Fun Facts about Guppy!
With the guppy being present in almost every continent and a highly popular species for scientific studies and home aquariums, there is no shortage of fun facts to learn about the species.
The Great Mosquito Colonizer
You may wonder how the guppy – a relatively small and not overtly fascinating fish at first glance – made its way throughout the natural world and into the aquariums of millions. Indeed, much of the introduction of the species occurred by accident, perhaps through poorly managed ship ballast water which can transport species and their larvae across oceans to novel habitats. However, in many parts of the world, the guppy was introduced intentionally as a means of pest control.
Indeed, guppies were introduced by governments in well-intentioned but usually futile and often catastrophic attempts to control local mosquito populations and their associated diseases such as malaria. However, as has been observed on many occasions where non-native species are introduced to new habitats, there were unintended ecological consequences to this. The guppy lives in virtually all freshwater habitats made available to it in areas where it has been introduced. This is great news for the guppy species itself. However, this high level of adaptability means that guppies have outcompeted native fish in many of these habitats to which they have been introduced.
Sexual Dimorphism in the Guppy
Sexual dimorphism is quite well understood and recognized in birds. Males are often very colorful and extravagant and develop habits and behaviors such as courtship dances that accentuate these features. However, this phenomenon of distinct physical appearances between species is common throughout the animal kingdom and occurs in fishes – including the guppy.

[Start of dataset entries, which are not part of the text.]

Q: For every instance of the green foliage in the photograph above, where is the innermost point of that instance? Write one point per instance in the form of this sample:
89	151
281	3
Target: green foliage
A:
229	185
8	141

Females play a significant role in maintaining male’s extravagant fins and colors. They are attracted to the more brightly colored males – particularly those with orange spots on their flanks. This puts selective pressure on male guppy populations, typically favoring those with orange spots as it may be an indicator of their foraging ability and overall health. However, in the wild, this bright coloration can also make males more prone to being seen by predators and eaten, so it is a trade-off from an evolutionary perspective. Males will also perform courtship displays reminiscent of many birds, sometimes flexing their bodies into an S-shape and vibrating rapidly with their elaborate fins fluttering in the current.
A Model Specimen
Largely due to their low mortality rates in captivity, the guppy has been widely used as a model species for studies in ecology, evolution, and more. Interestingly, guppies have 23 pairs of chromosomes, including a pair of sex chromosomes. This is the same as in humans, making them obvious candidates for studies in genetics with implications for human health as well.

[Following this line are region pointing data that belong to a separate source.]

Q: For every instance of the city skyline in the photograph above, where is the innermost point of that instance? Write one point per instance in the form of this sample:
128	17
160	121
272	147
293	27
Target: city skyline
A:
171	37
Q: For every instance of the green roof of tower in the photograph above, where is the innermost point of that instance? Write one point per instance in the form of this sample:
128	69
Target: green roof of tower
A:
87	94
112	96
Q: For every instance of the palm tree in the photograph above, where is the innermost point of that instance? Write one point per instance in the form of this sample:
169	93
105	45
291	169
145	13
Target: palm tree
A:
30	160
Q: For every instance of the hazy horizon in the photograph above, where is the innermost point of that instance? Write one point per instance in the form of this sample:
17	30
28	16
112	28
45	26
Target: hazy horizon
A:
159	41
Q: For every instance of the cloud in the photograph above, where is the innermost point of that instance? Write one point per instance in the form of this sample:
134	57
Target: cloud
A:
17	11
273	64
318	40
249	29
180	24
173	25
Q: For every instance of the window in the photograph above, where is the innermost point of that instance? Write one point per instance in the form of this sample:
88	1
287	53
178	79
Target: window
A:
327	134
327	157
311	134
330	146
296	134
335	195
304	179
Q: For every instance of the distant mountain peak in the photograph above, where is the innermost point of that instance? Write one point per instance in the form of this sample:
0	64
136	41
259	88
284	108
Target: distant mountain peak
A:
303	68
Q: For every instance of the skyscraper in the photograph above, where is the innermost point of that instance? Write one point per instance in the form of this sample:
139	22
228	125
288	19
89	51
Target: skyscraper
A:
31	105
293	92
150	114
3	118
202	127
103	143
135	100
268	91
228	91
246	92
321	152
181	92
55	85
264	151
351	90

Variations between guppy populations in areas with different environmental stresses and pressures have shown that their life history will adapt to the conditions in which they exist. For example, guppies in areas where there are more threats from predators will spend more of their time and energy on reproducing young. They will mature faster and start reproducing earlier than guppies in areas without predators. They will also reproduce more frequently and with larger brood sizes than guppies that face fewer environmental stressors.